Александр Васильевич поцеловал.
– А теперь я засну, – уже видимо ослабев, говорила Глаша.
– Спи, спи.
Суворов уходил к себе заниматься.
Такие разговоры происходили каждый день с небольшими изменениями, и Александру Васильевичу приходилось даже ложью, не бывшей в его характере, успокаивать страдалицу. Себя он оправдывал совершенно подходящим к данному случаю правилом, что и ложь бывает во спасение. После описанного нами разговора Глаша постоянно спрашивала его, написал ли он отцу, подал ли просьбу об отпуске и когда он поедет. Александр Васильевич отвечал на первые два вопроса утвердительно, а на третий, что ей надо еще немного поправиться.
– Что мне поправляться, я совсем здорова, – возражала она.
Марья Петровна как-то случайно услыхала один из подобных разговоров.
– Куда это она собирается? – спросила она Суворова, когда тот вышел в сени.
– В деревню ехать хочет.
– Нехорошо это, батюшка барин, когда они в путь собираются. Нехорошо. Уйдет она от нас, уйдет.
– Я и сам вижу, Марья Петровна, что уйдет, – со вздохом отвечал Александр Васильевич и прошел к себе.
И Глаша действительно вскоре ушла.
Однажды Марья Петровна встретила возвращавшегося из казарм Суворова с озабоченным лицом.
– Что Глаша? – спросил он.
– Худо ей было нынче, ой как худо. Я уже думала до вашего прихода не доживет, в казармы бежать хотела.
– Что же с нею было?
– Знобило, зуб на зуб не попадал. Да и кашель-то уж бил ее, бил. Страсть.
– А теперь?
– Теперь, с час как прошло, лежит в памяти. Говорит, что ей совсем хорошо. О вас справлялась. Наказывала, как вы приедете, чтобы беспременно зашли.
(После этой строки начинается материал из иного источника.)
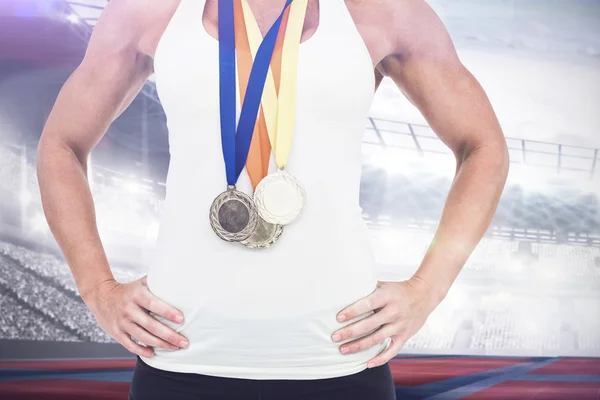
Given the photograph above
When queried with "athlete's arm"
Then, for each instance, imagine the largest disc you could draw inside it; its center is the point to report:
(424, 65)
(110, 76)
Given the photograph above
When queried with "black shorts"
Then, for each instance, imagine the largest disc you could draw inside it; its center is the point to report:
(149, 383)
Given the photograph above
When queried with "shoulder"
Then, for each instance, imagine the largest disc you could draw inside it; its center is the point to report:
(403, 28)
(134, 24)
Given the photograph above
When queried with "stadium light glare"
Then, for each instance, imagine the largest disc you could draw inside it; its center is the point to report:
(133, 187)
(73, 18)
– Хорошо, я сейчас, – сказал Суворов и прошел к себе.
Сняв шинель, он отправился к больной. Последняя встретила его радостной улыбкой.
– Тебе, говорят, худо было?
– Да, немножко нездоровилось, зато теперь совсем хорошо. Если два, три дня будет как сейчас, то можно и ехать.
Суворов вздрогнул. Слова Марьи Петровны пришли ему на память.
– Что же, тогда и поедем.
– Отпуск получил?
– За отпуском дело не станет.
Глаша стала приподниматься на постели.
– Зачем ты садишься, лежи.
– Я хочу повернуться на бок, чтобы лучше видеть тебя.
– Лежи спокойно.
– Я хочу.
В ее голосе послышалось раздражение, и она стала делать усилие, чтобы повернуться, но безуспешно.
– Погоди, я помогу тебе, коли тебе уж так хочется.
Александр Васильевич подсунул ей под спину правую руку и поднял ее, чтобы положить на бок. Вдруг она как-то неестественно захрипела. Все тело ее разом дрогнуло. Кровь хлынула изо рта.
– Глаша, Глаша! – мог только произнести Суворов.
Она не отвечала, но тело ее как-то странно вытянулось. Широко открытые глаза остановились и в них как бы застыло выражение безграничной любви и надежды. Александр Васильевич понял, что держит труп. Он бережно опустил его на кровать и быстро вышел из комнатки.
– Что? – встретилась ему Марья Петровна.
– Ушла.
– Скончалась, царство ей небесное.
Суворов вошел к себе в комнату, сбросил мундир, запачканный кровью покойной, бросился на постель и уткнул лицо в кожаную подушку. Он плакал второй, и последний, раз в жизни.
В домике поднялась суматоха, как это всегда бывает, когда дом посетит смерть. Как это ни странно, но хотя ее ожидают, она всегда является неожиданной. Покойницу обмыли, одели и положили под образа.
Александр Васильевич вскоре поборол свое волнение, встал и даже принялся было за книгу, но тотчас и бросил ее. Заниматься он не мог и чувствовал, что сегодня он к этому даже не в состоянии себя принудить. Он отворил дверь и кликнул Марью Петровну. Та явилась.
– Ну, что?
– Покамест все справили. Лежит точно живая. Взгляните.
– Сегодня не могу. Вот возьмите деньги. Справьте все, что следует.
Он сунул ей деньги.
– Не беспокойтесь, все будет сделано.
Она ушла.
Суворов сел и задумался. Он мысленно переживал свой первый короткий печальный роман. Он решил, что он будет и последним. Он мысленно дал себе клятву избегать женщин, кроме жены, если Бог приведет ему жениться. Жизнь и смерть Глаши казались ему хорошим жизненным уроком. Страх быть одним из виновников такой же печальной судьбы девушки или женщины, подобной покойной, должен остановить его от искушений и соблазна.